Closed Captioning

Closed Captioning

VoiceBase can generate subtitles or closed captions for your video project, by allowing you to retrieve the transcript of your audio or video file using the WebVTT or SubRip Text (SRT) format.

No special configuration is required. All transcripts are always available in four formats: JSON word-by-word, plain text, WebVTT and SRT.

WebVTT format

WebVTT is a W3C standard which may be used for displaying timed text within the HTML5 element.
A WebVTT file will begin with WEBVTT after an optional UTF-8 byte order mark. The timecode format used is hours:minutes:seconds.milliseconds with hours being optional and time units fixed to two zero-padded digits and fractions fixed to three zero-padded digits (00:00:00.000). The fractional separator used is the full-stop.

Example:

WEBVTT

1
00:00:01.44 --> 00:00:04.25
Customer: Hi this is C.S.V. Shipping
company Brian speaking how can I help you.

2
00:00:05.61 --> 00:00:08.48
Agent: This is Henry A
We spoke earlier I got a quote from you guys.


GET a WebVTT Transcript

Export MEDIA_ID and TOKEN

export MEDIA_ID='7eb7964b-d324-49cb-b5b5-76a29ea739e1'
export TOKEN='Your Api Token'

and provide the Accept HTTP header with the value "text/vtt" when requesting the transcript.

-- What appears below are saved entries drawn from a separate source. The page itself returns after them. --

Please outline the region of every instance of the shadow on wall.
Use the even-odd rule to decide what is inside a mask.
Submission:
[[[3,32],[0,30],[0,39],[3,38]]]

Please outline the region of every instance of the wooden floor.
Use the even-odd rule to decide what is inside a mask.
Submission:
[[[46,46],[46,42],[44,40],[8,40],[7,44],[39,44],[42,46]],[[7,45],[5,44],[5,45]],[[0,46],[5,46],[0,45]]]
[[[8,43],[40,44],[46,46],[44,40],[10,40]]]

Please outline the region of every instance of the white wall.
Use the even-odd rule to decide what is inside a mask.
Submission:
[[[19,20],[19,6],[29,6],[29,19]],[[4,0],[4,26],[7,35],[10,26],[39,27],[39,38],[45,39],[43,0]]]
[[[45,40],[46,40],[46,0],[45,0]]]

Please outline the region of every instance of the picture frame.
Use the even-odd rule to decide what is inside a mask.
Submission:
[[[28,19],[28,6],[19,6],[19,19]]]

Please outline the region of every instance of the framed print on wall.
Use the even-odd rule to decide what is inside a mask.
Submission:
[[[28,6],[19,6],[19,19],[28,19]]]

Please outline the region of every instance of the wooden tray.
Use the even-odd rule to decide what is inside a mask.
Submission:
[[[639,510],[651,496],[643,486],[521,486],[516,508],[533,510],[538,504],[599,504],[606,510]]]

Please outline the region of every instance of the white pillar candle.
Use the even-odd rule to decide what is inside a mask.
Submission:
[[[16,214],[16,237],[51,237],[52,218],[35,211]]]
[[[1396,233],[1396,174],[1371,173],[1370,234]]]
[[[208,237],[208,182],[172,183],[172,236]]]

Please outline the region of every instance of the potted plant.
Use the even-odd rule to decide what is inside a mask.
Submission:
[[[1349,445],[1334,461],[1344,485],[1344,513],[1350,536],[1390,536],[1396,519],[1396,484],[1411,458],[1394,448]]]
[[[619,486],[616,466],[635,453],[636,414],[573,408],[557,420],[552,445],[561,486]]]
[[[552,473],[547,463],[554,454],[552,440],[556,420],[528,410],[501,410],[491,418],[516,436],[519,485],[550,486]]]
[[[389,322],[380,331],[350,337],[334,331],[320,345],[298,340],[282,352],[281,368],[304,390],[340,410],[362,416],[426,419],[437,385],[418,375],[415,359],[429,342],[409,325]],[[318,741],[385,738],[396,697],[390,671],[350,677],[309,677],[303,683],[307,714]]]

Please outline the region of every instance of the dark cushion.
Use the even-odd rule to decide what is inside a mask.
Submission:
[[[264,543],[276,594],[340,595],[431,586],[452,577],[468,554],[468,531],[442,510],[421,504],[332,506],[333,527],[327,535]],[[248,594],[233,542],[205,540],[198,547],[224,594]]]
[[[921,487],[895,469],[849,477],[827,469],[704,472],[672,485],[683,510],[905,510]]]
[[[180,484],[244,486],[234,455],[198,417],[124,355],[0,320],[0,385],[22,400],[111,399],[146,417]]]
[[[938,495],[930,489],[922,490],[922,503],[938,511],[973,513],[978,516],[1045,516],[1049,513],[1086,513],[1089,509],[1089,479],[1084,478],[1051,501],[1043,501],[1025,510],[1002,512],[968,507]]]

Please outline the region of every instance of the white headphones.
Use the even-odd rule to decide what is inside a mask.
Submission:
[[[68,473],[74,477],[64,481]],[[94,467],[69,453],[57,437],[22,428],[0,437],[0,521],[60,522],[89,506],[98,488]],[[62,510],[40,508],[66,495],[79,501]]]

curl https://apis.voicebase.com/v3/media/${MEDIA_ID}/transcript/webvtt \
  --header "Accept: text/vtt" \
  --header "Authorization: Bearer ${TOKEN}"

SRT subtitle format

An SRT file contains formatted lines of plain text in groups separated by a blank line. Subtitles are numbered sequentially, starting at 1. The timecode format used is hours:minutes:seconds,milliseconds with time units fixed to two zero-padded digits and fractions fixed to three zero-padded digits (00:00:00,000). The fractional separator used is the comma.

  1. A number indicating which subtitle it is in the sequence.
  2. The time that the subtitle should appear on the screen, and then disappear.
  3. The subtitle itself.
  4. A blank line indicating the start of a new subtitle.

Example:

1
00:00:02,76 --> 00:00:05,08
Agent: Well this is Michael
thank you for calling A.B.C.

2
00:00:05,08 --> 00:00:07,03
Cable services. How may I help you today.

3
00:00:08,28 --> 00:00:11,93
Customer: Hi I'm calling because I'm
interested in buying new cable services.

4
00:00:12,64 --> 00:00:16,43
Agent: OK great let's get started.

GET an SRT format

Export MEDIA_ID and TOKEN

export MEDIA_ID='7eb7964b-d324-49cb-b5b5-76a29ea739e1'
export TOKEN='Your Api Token'

and provide the Accept HTTP header with the value "text/srt" when requesting the transcript.

curl https://apis.voicebase.com/v3/media/${MEDIA_ID}/transcript/srt \
  --header "Accept: text/srt" \
  --header "Authorization: Bearer ${TOKEN}"

Callbacks

Note that when posting a media file with a configuration including a
callback, the results posted to the callback URL always contain
the JSON (word-by-word), the plain text, WebVTT and SRT transcripts.